Un élément unique vient renforcer cette affirmation de la foi chrétienne: l’appel du muezzin a été remplacé par l’Angélus. Chaque matin, à sept heures et demie, il est diffusé en araméen dans tout le village pour sortir doucement les Maaloulites de leur sommeil. Dans quelle ville du monde peut-on être tiré du lit par la voix des anges?
A l’infinie douleur du Vendredi saint succède la joie du samedi précédant Pâques; il n’est déjà plus question de tristesse. La rupture de chronologie incite le prêtre à célébrer la résurrection avant Pâques. Dans l’église, plus aucun signe rappelant le Calvaire et la mort. De longs rubans bleus et blancs se tendent entre les bancs de l’église et le bleu du plafond. Des feuilles de laurier voltigent autour de nos têtes et répandent dans l’église le parfum d’une vie nouvelle. Généreusement encensés et aspergés d’eau, nous quittons Saint Georges, joyeux, un cierge allumé à la main, comme les nombreux villageois autour de nous.

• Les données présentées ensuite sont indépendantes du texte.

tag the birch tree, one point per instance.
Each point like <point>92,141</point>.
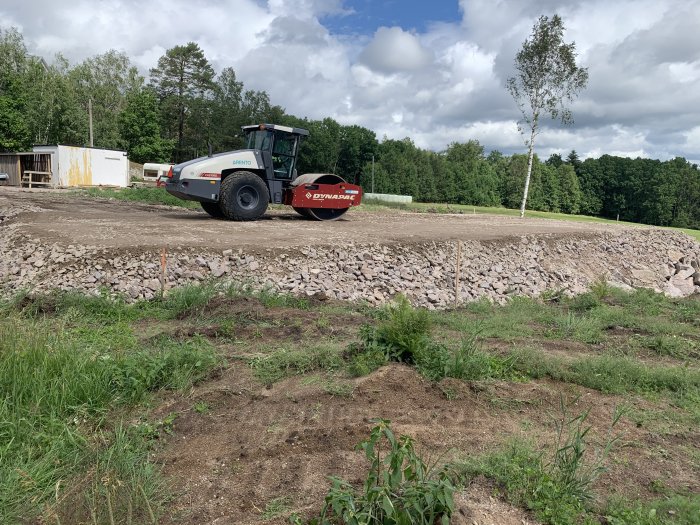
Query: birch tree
<point>546,79</point>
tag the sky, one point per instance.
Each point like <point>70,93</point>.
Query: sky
<point>434,71</point>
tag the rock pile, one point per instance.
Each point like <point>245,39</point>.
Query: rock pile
<point>663,260</point>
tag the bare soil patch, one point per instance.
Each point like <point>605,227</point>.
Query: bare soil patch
<point>67,219</point>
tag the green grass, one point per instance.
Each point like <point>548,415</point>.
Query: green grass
<point>529,478</point>
<point>610,374</point>
<point>284,362</point>
<point>147,195</point>
<point>67,365</point>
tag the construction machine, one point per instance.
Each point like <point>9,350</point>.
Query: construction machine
<point>239,185</point>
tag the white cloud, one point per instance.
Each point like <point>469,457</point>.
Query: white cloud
<point>441,85</point>
<point>394,50</point>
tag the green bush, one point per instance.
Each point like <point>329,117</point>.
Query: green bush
<point>404,333</point>
<point>400,489</point>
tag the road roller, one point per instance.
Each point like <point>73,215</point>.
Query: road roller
<point>239,185</point>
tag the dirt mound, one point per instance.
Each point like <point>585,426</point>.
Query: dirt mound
<point>258,444</point>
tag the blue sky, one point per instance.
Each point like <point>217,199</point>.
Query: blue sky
<point>434,71</point>
<point>368,15</point>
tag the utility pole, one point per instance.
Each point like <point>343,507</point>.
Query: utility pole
<point>92,143</point>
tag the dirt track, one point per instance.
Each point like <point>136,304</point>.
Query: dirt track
<point>67,219</point>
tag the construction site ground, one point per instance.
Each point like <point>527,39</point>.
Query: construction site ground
<point>258,439</point>
<point>64,218</point>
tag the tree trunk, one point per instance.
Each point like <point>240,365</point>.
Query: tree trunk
<point>531,154</point>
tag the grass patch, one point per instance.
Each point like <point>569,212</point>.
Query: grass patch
<point>399,488</point>
<point>66,364</point>
<point>609,374</point>
<point>147,195</point>
<point>284,362</point>
<point>465,209</point>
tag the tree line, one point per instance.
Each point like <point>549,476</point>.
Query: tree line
<point>186,108</point>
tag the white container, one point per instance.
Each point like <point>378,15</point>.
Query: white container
<point>74,166</point>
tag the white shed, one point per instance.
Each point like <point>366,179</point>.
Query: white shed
<point>76,166</point>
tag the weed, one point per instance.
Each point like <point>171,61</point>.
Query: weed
<point>609,374</point>
<point>467,362</point>
<point>366,359</point>
<point>201,407</point>
<point>577,327</point>
<point>567,467</point>
<point>283,363</point>
<point>404,334</point>
<point>59,384</point>
<point>555,486</point>
<point>399,489</point>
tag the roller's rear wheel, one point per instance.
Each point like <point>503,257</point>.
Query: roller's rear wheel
<point>244,196</point>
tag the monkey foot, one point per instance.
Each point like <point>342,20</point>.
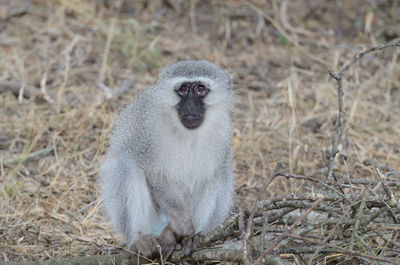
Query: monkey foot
<point>146,245</point>
<point>191,243</point>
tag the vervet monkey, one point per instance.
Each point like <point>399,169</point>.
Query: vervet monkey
<point>167,176</point>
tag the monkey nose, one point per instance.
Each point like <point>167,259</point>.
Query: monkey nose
<point>192,117</point>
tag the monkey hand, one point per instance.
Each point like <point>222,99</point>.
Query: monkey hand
<point>146,245</point>
<point>167,242</point>
<point>181,225</point>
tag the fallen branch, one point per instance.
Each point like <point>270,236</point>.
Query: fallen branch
<point>16,87</point>
<point>338,76</point>
<point>30,157</point>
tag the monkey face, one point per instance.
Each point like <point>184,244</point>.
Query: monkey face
<point>191,107</point>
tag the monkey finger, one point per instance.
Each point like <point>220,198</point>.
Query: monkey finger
<point>178,247</point>
<point>187,245</point>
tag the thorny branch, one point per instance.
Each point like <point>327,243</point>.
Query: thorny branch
<point>338,76</point>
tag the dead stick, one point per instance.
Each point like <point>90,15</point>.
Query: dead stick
<point>338,76</point>
<point>285,235</point>
<point>343,250</point>
<point>30,157</point>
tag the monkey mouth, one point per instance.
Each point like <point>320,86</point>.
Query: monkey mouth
<point>191,121</point>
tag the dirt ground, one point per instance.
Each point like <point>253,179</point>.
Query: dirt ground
<point>66,53</point>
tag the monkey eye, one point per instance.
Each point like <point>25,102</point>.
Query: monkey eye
<point>202,90</point>
<point>183,90</point>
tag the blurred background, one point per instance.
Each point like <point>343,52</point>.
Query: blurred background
<point>67,67</point>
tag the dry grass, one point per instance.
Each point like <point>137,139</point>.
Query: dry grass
<point>286,111</point>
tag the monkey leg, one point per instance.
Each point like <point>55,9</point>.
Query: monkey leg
<point>167,241</point>
<point>129,204</point>
<point>146,245</point>
<point>191,243</point>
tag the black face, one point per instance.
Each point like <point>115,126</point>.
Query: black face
<point>191,108</point>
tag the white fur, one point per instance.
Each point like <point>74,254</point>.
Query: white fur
<point>150,143</point>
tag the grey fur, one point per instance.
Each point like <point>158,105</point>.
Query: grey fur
<point>154,163</point>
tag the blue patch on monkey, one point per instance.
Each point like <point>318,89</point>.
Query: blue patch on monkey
<point>158,228</point>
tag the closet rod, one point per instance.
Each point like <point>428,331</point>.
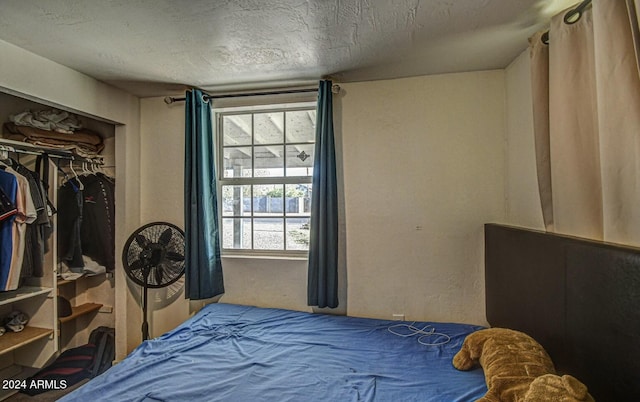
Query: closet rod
<point>571,17</point>
<point>170,99</point>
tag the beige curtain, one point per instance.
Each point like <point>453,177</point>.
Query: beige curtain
<point>586,90</point>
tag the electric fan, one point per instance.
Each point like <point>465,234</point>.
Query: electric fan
<point>153,257</point>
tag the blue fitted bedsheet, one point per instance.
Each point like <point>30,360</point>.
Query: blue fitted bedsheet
<point>238,353</point>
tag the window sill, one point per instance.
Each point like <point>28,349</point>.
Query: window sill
<point>266,257</point>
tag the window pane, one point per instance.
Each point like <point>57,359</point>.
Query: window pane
<point>236,200</point>
<point>269,128</point>
<point>237,129</point>
<point>269,161</point>
<point>297,233</point>
<point>236,233</point>
<point>268,233</point>
<point>237,162</point>
<point>268,199</point>
<point>298,199</point>
<point>301,126</point>
<point>300,160</point>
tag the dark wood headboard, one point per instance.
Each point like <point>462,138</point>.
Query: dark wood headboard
<point>579,298</point>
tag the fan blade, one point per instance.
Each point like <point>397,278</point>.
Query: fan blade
<point>173,256</point>
<point>165,237</point>
<point>142,241</point>
<point>159,274</point>
<point>136,265</point>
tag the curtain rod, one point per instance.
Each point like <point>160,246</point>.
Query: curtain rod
<point>170,99</point>
<point>571,17</point>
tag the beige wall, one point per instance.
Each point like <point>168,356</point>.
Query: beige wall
<point>523,201</point>
<point>424,151</point>
<point>423,162</point>
<point>32,77</point>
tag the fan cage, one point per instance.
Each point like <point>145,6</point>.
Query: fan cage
<point>170,267</point>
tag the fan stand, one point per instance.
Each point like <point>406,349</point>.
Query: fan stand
<point>145,324</point>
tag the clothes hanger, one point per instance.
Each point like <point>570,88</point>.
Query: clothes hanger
<point>80,185</point>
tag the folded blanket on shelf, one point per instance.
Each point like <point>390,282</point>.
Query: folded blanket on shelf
<point>82,142</point>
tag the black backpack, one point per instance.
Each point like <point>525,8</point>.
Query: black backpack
<point>104,340</point>
<point>77,364</point>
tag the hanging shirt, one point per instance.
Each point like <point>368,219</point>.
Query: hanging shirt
<point>33,262</point>
<point>26,215</point>
<point>9,185</point>
<point>70,202</point>
<point>98,211</point>
<point>7,207</point>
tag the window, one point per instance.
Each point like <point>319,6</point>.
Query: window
<point>265,164</point>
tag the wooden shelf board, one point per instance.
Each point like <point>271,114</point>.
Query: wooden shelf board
<point>22,293</point>
<point>13,340</point>
<point>81,310</point>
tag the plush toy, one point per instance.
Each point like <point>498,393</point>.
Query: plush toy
<point>511,361</point>
<point>550,387</point>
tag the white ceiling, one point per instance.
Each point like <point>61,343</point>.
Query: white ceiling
<point>159,47</point>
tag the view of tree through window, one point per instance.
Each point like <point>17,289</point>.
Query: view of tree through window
<point>265,169</point>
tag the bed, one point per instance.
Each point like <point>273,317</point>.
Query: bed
<point>240,353</point>
<point>579,298</point>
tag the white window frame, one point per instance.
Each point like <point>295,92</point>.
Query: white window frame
<point>218,114</point>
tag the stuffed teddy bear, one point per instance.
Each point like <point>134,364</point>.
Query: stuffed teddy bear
<point>511,361</point>
<point>550,387</point>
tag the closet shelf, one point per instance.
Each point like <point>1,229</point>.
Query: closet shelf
<point>22,293</point>
<point>81,310</point>
<point>13,340</point>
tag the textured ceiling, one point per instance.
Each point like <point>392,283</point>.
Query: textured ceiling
<point>157,47</point>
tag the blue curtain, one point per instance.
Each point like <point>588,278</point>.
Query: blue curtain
<point>322,283</point>
<point>203,267</point>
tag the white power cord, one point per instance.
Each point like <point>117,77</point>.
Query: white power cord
<point>423,333</point>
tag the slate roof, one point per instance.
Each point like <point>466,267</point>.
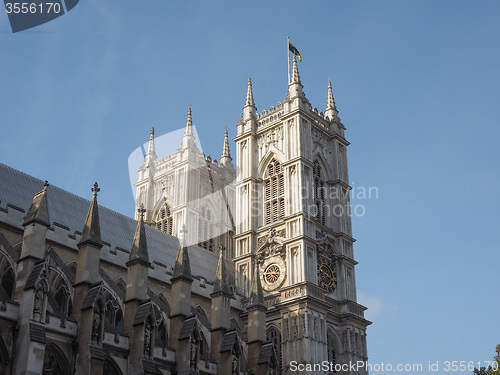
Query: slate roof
<point>69,210</point>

Levés à quatre heures du matin pour assister à la messe de Pâques, nous sommes témoins d’un rite inattendu sur le parvis de l’église. Les cloches ont à peine fini de sonner que le prêtre se présente déjà en habits sacerdotaux devant les lourdes portes en métal de Saint Georges. Serrant une épaisse bible sur son cœur et tenant un crucifix dans la main droite, il frappe violemment à la porte de l’église, enjoignant Satan désormais vaincu d’ouvrir les portes. Elles s’ouvrent et laissent les nombreux fidèles s’engouffrer, heureux de proclamer que la Vie a vaincu la mort.
La lumière d’un blanc pur des premiers rayons du soleil commence à poindre derrière le profil acéré des montagnes environnantes. Un instant d’infini!
Pour garder la tête dans les nuages, nous terminerons ce weekend en nous rendant quelques heures plus tard à Saydnaya; ce haut lieu de pèlerinage pour les chrétiens d’Orient sera le point de départ d’une ascension vers le Monastère des Chérubins, et nous permettra de rester un instant encore avec les anges avant de regagner «la vallée».
En 2016, l’accueil chaleureux et généreux des chrétiens syriens, leur courage et leur persévérance m’avaient bouleversé et incité à revenir ici. Il y a quelques jours encore, les chrétiens d’Orient étaient, dans l’indifférence générale, victimes de bombardements à Damas de la part des terroristes de la Ghouta. Rien n’a changé en deux ans.
Ce matin, en empruntant le chemin du monastère saint Serge, je suis passé devant la petite place des martyres de Maaloula. Comment ne pas penser au colonel Beltrame? Ceux qui assassinent et martyrisent ici et là sont les mêmes; ils servent celui qui, le matin de Pâques, a dû céder devant les injonctions du Ressuscité.
- Article de Denis Ducatel paru dans la rubrique «Passager clandestin» de l’Antipresse n° 123 du 08/04/2018.